After many months of bitter political wrangling in Wisconsin, Republicans and Democrats can still come together on one issue: the Green Bay Packers.
GOP and Democratic leaders alike, from Gov. Scott Walker to Democratic state senators who fled the state last year to fight Walker's policies, rallied around the Packers and agreed replacement officials blew their last call in the Packers' game against the Seattle Seahawks on "Monday Night Football."
Walker, a Republican who gained national attention last year for his measure to all but end collective bargaining for most of Wisconsin's public workers, also called for the NFL to bring back its union referees.
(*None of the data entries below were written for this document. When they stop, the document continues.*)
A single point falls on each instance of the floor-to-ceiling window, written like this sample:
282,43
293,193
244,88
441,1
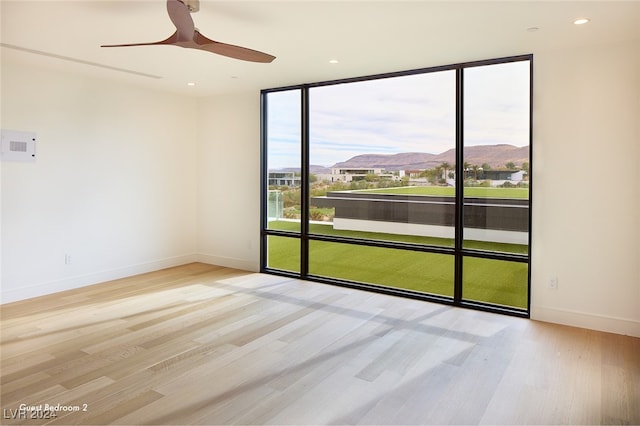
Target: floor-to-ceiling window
413,183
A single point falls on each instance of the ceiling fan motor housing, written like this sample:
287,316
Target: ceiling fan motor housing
192,5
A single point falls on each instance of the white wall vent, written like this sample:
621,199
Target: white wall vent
18,146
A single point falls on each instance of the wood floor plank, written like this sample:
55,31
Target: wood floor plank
203,344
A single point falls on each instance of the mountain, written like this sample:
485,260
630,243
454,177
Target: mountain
494,155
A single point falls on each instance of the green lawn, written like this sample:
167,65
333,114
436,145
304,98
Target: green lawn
522,193
494,281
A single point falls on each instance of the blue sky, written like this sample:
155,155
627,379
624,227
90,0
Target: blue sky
413,113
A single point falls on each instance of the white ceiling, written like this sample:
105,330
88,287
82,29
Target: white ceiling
367,37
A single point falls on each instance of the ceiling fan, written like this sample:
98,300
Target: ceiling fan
187,35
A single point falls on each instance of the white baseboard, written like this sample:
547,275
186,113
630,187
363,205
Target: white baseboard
78,281
624,326
229,262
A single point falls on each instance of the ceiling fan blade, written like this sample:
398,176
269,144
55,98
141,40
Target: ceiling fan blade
173,39
181,18
224,49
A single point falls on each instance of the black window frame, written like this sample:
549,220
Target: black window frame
458,251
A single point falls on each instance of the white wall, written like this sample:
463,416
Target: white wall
229,180
586,233
112,188
586,196
114,184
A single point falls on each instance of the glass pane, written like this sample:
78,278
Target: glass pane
496,157
283,253
495,281
382,156
283,160
423,272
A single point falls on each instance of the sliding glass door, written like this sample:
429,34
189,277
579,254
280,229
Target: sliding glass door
413,183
"After catching a few hours of sleep, the Packers game is still just as painful. #Returntherealrefs," Walker tweeted.
Some of the Democratic state senators who left Wisconsin for Illinois in an effort to block Walker's controversial law also took to Twitter to back the Packers.
Sen. Jon Erpenbach, D-Middleton, tweeted the phone number for NFL commissioner Roger Goodell, encouraging people to call him.
"In the end, it's very frustrating, and you can only yell at the TV so much," Erpenbach told the State Journal. "You need to call the commissioner."
Despite the bipartisan outrage over the blown call, Walker's comments quickly drew criticism from his political opponents, who said his comments were ironic in the wake of his collective bargaining law, now in the courts.
Erpenbach said if Walker wants to support professional referees organizing, it's odd that he doesn't do so for public school teachers as well.
"I think that's ironic," Erpenbach said.
But Walker spokesman Cullen Werwie said, "The tweet had nothing to do with unions and everything to do with a blown call."
Not all Republicans were as bipartisan in their comments.
"Did you guys watch that Packer game last night?" vice presidential candidate U.S. Rep Paul Ryan, of Janesville, said Tuesday in Cincinnati. "I mean, give me a break. It is time to get the real refs. And do you know what, it reminds me of President Obama and the economy. If you can't get it right, it's time to get out. I half think that these refs work part time for the Obama administration in the budget office."
The NFL locked out union officials in June after their contract expired. The league opened the season with replacements, most with experience only in lower levels of college football, after being unable to reach a new collective bargaining agreement.